I didn’t get serious about it until the fall of 1970, when I happened to catch Elton John on TV (might have been the Ed Sullivan Show or Dick Cavett) playing ‘Your Song.’ We were living temporarily in Pittsburgh at the time, and my Dad drove me downtown to one of the largest sheet music stores in the country where I found a transcribed collection of John’s entire eponymous album. One of the best LPs ever recorded IMO. ‘First Episode at Hienton’ still drops me right into the winter of 1971 whenever I hear it.
Excellent article!
How to buy stocks on the brink of a bear market
https://www.cnbc.com/2022/05/15/how-to-buy-stocks-on-the-brink-of-a-bear-market.html
This article is out on 05/15. Tons of stocks are already deep in their own bear markets. It is a rolling bear market starting early 2021.
The macro has never been worse except for 2008. Indeed it is total chaos. Capital preservation should be first priority. Forget market timing.
The author is not calling for a bottom. It is a general discussion on strategies on how to buy (NOT buy, really) in a bear market.
Added back a third allocation to VT on the opening decline.
Closed within 15 minutes for a minor gain.
Will be trading around the position throughout the day.
Lots of backing and filling today. Bodes well for a continuation of the rally this week.
Felt like the bears tried to take it down four times and the bulls stood their ground.

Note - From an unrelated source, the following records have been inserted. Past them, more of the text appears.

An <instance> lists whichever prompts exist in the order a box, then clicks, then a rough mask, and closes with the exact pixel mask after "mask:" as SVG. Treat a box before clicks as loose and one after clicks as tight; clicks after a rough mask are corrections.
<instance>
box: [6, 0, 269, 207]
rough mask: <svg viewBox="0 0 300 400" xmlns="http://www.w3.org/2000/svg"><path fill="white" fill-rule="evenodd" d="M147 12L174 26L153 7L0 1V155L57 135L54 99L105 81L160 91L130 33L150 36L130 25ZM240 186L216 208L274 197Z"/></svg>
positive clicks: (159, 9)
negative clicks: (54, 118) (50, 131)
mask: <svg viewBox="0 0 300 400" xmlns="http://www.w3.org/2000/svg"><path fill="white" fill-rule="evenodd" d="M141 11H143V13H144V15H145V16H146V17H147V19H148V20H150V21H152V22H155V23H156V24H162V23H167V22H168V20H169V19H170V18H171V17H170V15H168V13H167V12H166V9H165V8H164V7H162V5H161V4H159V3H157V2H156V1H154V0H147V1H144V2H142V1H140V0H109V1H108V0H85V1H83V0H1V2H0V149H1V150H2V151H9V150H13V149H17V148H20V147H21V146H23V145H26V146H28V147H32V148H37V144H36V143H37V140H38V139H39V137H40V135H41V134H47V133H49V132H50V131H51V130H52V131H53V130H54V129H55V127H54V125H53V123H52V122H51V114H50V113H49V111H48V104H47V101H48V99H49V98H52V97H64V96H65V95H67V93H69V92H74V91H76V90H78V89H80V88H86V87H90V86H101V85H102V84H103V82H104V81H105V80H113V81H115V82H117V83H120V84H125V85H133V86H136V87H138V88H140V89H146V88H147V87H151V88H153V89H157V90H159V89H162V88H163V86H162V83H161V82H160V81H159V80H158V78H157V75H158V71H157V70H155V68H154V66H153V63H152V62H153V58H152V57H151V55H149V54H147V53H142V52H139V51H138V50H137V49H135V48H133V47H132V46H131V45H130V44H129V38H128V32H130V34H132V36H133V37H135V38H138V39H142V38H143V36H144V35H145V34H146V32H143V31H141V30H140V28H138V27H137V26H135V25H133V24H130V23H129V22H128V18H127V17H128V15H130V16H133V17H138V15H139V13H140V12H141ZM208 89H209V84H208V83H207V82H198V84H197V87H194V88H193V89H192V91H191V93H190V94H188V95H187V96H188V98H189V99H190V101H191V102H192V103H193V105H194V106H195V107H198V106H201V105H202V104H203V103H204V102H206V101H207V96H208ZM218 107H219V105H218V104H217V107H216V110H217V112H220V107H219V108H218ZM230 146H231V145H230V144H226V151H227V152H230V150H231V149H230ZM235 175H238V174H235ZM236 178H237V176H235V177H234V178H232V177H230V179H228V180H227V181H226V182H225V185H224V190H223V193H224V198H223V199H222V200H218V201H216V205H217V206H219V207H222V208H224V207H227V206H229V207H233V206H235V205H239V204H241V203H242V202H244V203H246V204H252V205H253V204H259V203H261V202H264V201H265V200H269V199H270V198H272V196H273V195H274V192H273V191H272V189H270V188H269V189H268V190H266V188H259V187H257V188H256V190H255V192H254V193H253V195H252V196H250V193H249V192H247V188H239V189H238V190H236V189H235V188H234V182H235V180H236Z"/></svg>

Bulls stage an overnight blitz! – launching the ES above a six-day high.
Gun to head, I would say the pain trade is higher. Too many sidelined investors and an overnight gap up precludes an easy reentry.
Shanghai expects to fully reopen on June 1.
Flipping the third allocation of VT on the opening gap. (I traded VT four times on Monday – three for minor gains and closed flat the fourth and last time, which I decided to hold overnight.)
Now back to 40% bonds/40% VT.
I think the next debate will come down to whether it’s a bear market rally or the first leg of a return to new highs.
Re-up to 60% VT as the morning pullback retakes Monday’s closing price.
Locking in profits on the third allocation ahead of Powell’s comments. No idea what he’ll say or how markets will react.
Sensing a little FOMO for the first time in weeks.
Back to a traditional (and fully-invested) 60/40 complexion here. Yes, I’m a little worried. But the time to be really worried was in January – which is when I moved to cash. Still ahead of the SPX ytd by double digits. My time horizon is relatively short – a few weeks. I won’t hesitate to sell should markets prove me wrong. But I have decent buffer in place.
Get Shorty. The squeeze is on.
Obviously, I should have waited to up exposure to VT. Bonds taking the edge off this morning. No plans to make any trades right now.
All retests have to instill genuine fear – otherwise they’re not testing anyone.
The problem for traders is that there isn’t always a retest.
Fear and Greed back to 9.
Still an absence of panic, IMO.
Retesting Thursday’s lows. If successful, would clear the runway for a longer flight.